Greenhouse gas emissions from Australian cars slumped by more than a third and emissions from aircraft dropped by three-quarters as the country went into partial lockdown in April, cutting national carbon pollution by about 7% for the month, an audit has found.
It confirmed that the recession will lead to a notable fall in national emissions this year. But experts believe the drop is likely to be limited and could be short-term given much of the economy – including big industry and manufacturing – has largely continued to operate through the coronavirus pandemic and road transport has begun to increase.
The Australia Institute, which publishes the monthly national energy emissions audit by independent energy analyst Hugh Saddler, said transport emissions are likely to rebound unless the Morrison government releases and backs policies it has promised to support electric vehicles and improve fuel quality.
Saddler, a consultant and honorary associate professor at ANU’s Crawford School of Public Policy, found transport emissions fell sharply due to a 36% fall in sales of petrol, liquified petroleum gas (LPG) and diesel used in light vehicles and a 77% drop in domestic aviation fuel consumption.
The fall in transport emissions was about 3m tonnes. It is equivalent to about 7% of total monthly national emissions, 5% of annual transport emissions and 0.6% of total annual national emissions.
Emissions from electricity fell another 1.9m tonnes, but Saddler found this was not due to Covid-19. While official data suggests industrial and small business energy use dropped in April and May, household use increased as people stayed home. Saddler said the two changes effectively cancelled each other out, leaving total electricity consumption mostly unchanged, save for a slight fall due to the weather being more mild this year than last.

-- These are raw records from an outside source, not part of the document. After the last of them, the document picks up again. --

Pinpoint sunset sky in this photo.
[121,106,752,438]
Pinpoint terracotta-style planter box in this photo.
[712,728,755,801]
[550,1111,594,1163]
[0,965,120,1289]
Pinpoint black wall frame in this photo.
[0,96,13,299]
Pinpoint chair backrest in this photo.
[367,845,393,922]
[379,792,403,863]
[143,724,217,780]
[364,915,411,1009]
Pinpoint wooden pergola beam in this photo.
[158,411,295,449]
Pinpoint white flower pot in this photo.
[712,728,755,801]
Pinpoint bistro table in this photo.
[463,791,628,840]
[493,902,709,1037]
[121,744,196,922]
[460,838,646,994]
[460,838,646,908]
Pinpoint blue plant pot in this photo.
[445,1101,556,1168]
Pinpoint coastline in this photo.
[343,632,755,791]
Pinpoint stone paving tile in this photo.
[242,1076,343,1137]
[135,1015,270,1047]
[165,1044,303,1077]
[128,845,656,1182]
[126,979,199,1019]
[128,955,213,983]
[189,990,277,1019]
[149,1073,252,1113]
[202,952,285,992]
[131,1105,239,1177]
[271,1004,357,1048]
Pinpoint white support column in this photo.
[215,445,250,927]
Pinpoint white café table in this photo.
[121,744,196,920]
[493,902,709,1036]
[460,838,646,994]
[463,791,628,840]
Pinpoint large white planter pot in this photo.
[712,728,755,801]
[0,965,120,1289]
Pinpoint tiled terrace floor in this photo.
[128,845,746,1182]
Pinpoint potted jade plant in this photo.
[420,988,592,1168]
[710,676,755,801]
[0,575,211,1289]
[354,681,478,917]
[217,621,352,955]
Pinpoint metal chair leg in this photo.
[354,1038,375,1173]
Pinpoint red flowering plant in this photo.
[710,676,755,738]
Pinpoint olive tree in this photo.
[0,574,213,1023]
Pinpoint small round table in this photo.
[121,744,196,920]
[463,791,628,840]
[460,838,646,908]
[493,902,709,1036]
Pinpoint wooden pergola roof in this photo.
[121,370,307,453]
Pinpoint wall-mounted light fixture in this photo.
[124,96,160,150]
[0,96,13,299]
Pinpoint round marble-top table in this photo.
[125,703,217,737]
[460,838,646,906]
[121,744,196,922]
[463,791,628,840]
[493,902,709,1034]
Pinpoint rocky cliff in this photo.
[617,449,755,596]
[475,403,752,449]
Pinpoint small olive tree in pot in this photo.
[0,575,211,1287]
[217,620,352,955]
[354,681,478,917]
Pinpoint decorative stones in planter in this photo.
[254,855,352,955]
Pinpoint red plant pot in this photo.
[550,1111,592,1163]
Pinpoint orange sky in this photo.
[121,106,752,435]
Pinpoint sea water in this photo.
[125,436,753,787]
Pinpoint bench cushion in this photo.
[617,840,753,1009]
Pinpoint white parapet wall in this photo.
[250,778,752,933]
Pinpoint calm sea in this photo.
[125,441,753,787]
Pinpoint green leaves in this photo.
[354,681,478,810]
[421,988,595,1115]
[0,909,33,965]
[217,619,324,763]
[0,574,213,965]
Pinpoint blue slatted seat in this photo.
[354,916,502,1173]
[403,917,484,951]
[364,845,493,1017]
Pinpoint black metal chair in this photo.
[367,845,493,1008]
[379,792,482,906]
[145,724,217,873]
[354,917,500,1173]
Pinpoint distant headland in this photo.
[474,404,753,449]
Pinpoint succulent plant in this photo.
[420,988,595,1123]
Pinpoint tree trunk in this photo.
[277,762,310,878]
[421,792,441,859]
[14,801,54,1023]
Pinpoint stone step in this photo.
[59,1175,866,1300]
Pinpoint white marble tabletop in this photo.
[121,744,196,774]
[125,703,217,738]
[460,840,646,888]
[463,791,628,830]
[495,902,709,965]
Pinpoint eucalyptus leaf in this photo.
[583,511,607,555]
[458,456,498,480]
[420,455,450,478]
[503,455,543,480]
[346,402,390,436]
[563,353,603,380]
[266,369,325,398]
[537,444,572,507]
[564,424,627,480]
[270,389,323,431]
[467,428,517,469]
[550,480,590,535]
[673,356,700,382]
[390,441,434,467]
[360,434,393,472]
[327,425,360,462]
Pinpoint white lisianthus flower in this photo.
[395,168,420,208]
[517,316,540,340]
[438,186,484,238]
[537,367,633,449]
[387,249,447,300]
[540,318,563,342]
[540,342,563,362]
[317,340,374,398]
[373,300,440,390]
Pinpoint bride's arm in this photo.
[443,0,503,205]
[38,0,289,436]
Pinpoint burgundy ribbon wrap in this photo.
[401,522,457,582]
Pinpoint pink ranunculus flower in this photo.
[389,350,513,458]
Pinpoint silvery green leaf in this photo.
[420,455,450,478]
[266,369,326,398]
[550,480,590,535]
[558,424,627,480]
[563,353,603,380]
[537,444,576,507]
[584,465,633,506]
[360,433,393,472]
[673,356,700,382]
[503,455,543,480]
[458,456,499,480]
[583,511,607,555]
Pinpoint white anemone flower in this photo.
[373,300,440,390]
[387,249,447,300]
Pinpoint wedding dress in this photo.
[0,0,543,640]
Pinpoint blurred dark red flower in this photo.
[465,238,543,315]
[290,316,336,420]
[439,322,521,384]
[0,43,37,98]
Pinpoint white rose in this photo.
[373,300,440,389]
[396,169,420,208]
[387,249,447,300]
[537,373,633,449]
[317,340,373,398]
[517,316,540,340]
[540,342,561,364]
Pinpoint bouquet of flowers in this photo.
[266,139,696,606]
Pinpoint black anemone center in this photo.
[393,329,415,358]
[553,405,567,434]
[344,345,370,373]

Where there has been a change is in the mix of types of electricity. The proportion of coal-fired power in the national electricity grid, not counting rooftop solar, fell to 66% – the first time it has fallen below 70% since the introduction of a centralised power supply.
The share of renewable energy grew to about 25%, reflecting the surge of investment in large-scale solar and wind in 2017 and 2018 triggered by the 23% national renewable energy target. Spending on new large-scale renewable energy fell by about 50% last year after that target was met and not renewed.
Saddler said the fall in transport emissions was as extraordinary and historic as the event that caused it. “Obviously that’s completely predictable and expected,” he said.
He said carbon dioxide from cars – the biggest chunk of transport emissions – was likely to rebound as cars returned to roads across most of the country, but it was difficult to assess what impact the greater number of people working from home would have on that.
“It will come back up, but will go back to up to where it was? I’m not sure,” Saddler said.
Richie Merzian, Australia Institute’s climate and energy program director, said data in the report highlighted the reduction in emissions that would possible if governments addressed transport pollution.
He said there was no policy to address emissions from the sector, with a national electric vehicle strategy having been delayed, a liquid fuel security review completed but yet to be released and nothing happening to improve fuel quality.
He said Australia, without an auto-manufacturing industry, was a “car-taker not car-maker” and risked being unprepared if it did not plan as global car companies shifted to electric vehicles.
“Now is the ideal time to drive change in our transport sector by electrifying our cars and buses,” he said. “The federal government could be investing in necessary infrastructure to smooth the inevitable transition away from fossil-fuelled transport, while building the know-how and jobs Australia needs for our electric future.”
Analyses before Covid-19 hit suggested the government was not on track to meet its 2030 emissions reduction target – a 26-28% cut below 2005 levels – without using a carbon accounting loophole. According to revised emissions data, national emissions were down just 1.5% since the Coalition was elected in 2013.